Your work space is the foundation for creating your costumes. Keeping things safe and organized will not only save you from potential harm, but will also make your life as a costumer much easier as well! Depending on the space available to you will dictate how exactly you organize your tools and supplies, but there are a few common points you should follow no matter whether you have a permanent sewing room or need to take over your dining room table for a few weeks before each convention.
First, where will you be working? The logistics of your living space will dictate a lot. For most projects you will at least need a place for your sewing machine, a large flat area to lay out and cut your fabric, and someplace to put an ironing board. I keep a table in my office/spare bedroom for my sewing machine and place a cardboard pattern-cutting board on my bed for cutting, and keep my ironing board by the wall so it's not in the way. I've just as easily, however, used a dining room table as a temporary space for my machines and a (non-carpeted) floor to cut, and unfortunately I don't always have the luxury of keeping my ironing board out if I can't keep it out of the way. If you don't live by yourself make sure you check with your roommate(s) or parents before taking over any area for your sewing.
If logistics allow it is important to consider the height of the table(s) and chairs you will be using. If you have the luxury of making your own cutting table make sure it is tall enough for you to work on without bending over too much. Similarly choose a chair that matches the table for your sewing machine well and which has good back support. Keeping these things in mind will help avoid back pain.

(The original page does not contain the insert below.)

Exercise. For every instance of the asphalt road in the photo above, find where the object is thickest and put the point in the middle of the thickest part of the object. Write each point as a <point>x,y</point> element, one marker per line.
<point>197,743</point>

Second, and equally important, is where you will be storing your supplies. I like to use a series of tote bins and tool boxes. It's important to keep things within boxes organized, though; for example pins and needles can't just be loose or you might turn your hand into a pincushion every time you reach into your tool box! Pins and needles usually come in little plastic boxes; it's not a bad idea to store them that way. If you have a flat surface or tray to keep it on, you can also use a pincushion or pin magnet. Needles tend to get lost in pincushions, so I like to store them in a scrap of paper or fabric or with a thread through the end. Similarly dangerous can be scissors. If your scissors are loose enough that they'll fall open when not in use, get a screw driver and tighten them (but no so much you can't use them!) or better yet get a sleeve to hold them closed. Take similar precautions for any and all sharp or pointy objects in your sewing kit. Beyond that, the most important thing about your organization system is to figure out something that works for and makes sense to you.
Once you start to sew there are a few standard tips to remember when working with your sewing machine. Read the manual for your particular machine so you know how to properly thread it, wind the bobbin, and set the tension. When pinning garments together before sewing line up the pins horizontally along the edge. This way when you run the garment through your sewing machine your pins are easier to remove, and if you miss one there is less chance it will be hit by the needle. It is safest to avoid running pins under your needle, though, as they can break or damage your needle. If you notice your pins or needles (hand or machine) are looking dull or nicked replace them – a dull needle can more easily break or damage fabric by creating pulls.
Both during and after sewing you need to remember to keep your machine(s) and space clean. Clutter can trip you up, hide sharp objects, and cause you to loose track of things you may need, which is both unsafe and annoying! If a needle of pin falls on the floor ALWAYS attempt to find it so that no one steps on it (speaking of which, it's a good idea to wear shoes whenever in your sewing space). Vacuum or sweep regularly to keep lint, thread, and fabric scraps under control – this is especially important if you have a rolling chair as such debris can clog up the wheels. You should also learn how to properly clean your sewing machine(s), especially if you have a serger as these can get clogged with lint very quickly. If something seems to not be working properly in a sewing machine don't hesitate to take it to a specialist who services and repairs sewing machines. Sewing machines do need to be serviced every now and then to keep them in working order. Sergers and embroidery machines tend to need more frequent tuning than regular straight-stitching machines.
Finally, as with any aspect of safety, always use your common sense. If something doesn't seem right, then take the proper precautions and always spend the time to plan things out and leave enough time that you don't have to rush. Sloppiness causes carelessness which can be dangerous. A little forethought may seem like a waste of time at the start, but in the long run it will save you time and make whatever you're doing come out better, as well as keep you safer.